Lastly, let's clear up a confusion that some students who follow the lessons in order may have. When students learn about load balancers and proxies, they often get confused about the difference between a reverse proxy and a load balancer. From a functionality point of view, it seems like both devices do the same - they act as a middleman between clients and servers, terminate TLS, and balance the traffic to back-end servers. This is actually correct; their functions partially overlap. But there are a lot of differences as well. Each one is specialized in its specific domain

• The load balancer specializes in spreading the traffic to backend servers.
• The reverse proxy specializes in inspecting and protecting the backend servers from rogue clients.

Think of them as a router and a firewall. Both a router and a firewall can do basic routing (static, OSPF, BGP, etc.), basic access control (ACLs), and NAT. 
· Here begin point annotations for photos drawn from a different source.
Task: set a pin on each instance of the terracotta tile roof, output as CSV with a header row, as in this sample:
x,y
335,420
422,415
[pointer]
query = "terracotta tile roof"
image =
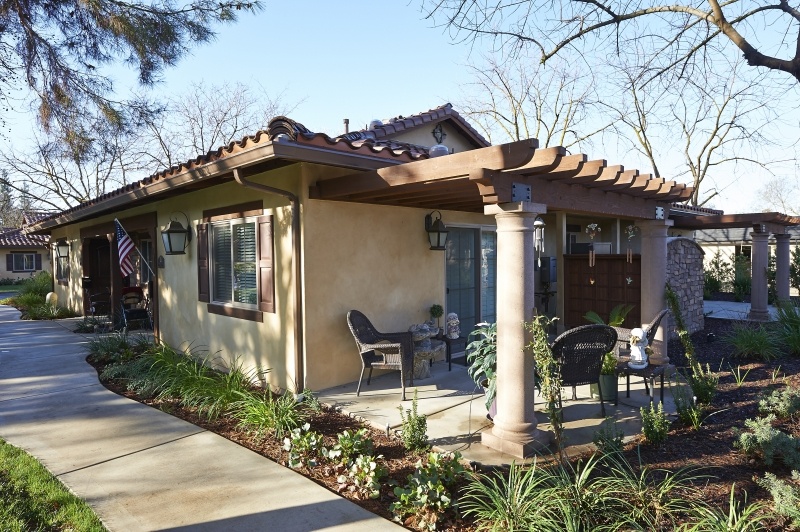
x,y
401,123
15,238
• A router doesn't have specialized firewalling capabilities like layer 7 inspection, stateful clustering, etc.
• A firewall doesn't have specialized routing capabilities like BGP inside VRFs and route-maps filtering of prefixes, etc.

Key Takeaways

• A proxy is a middleman between clients and servers, relaying requests.
• Proxies improve security by decrypting and inspecting TLS traffic.
• They provide privacy by hiding client IPs and bypassing geo-restrictions.
• Proxies boost performance with caching to reduce bandwidth use.
• Forward proxies control outbound access.
• Reverse proxies protect inbound servers.
• Cloud-based reverse proxies (e.g., Cloudflare) add global security and speed.
• Reverse proxies and load balancers overlap but serve different specialized roles.

Proxies mainly work at the application layer. They understand the protocol being used. That lets them do things that simple routers and switches cannot do. For CCNA students, this means you can think of a proxy as a specialized network device that speaks HTTP, HTTPS, FTP, or other application protocols.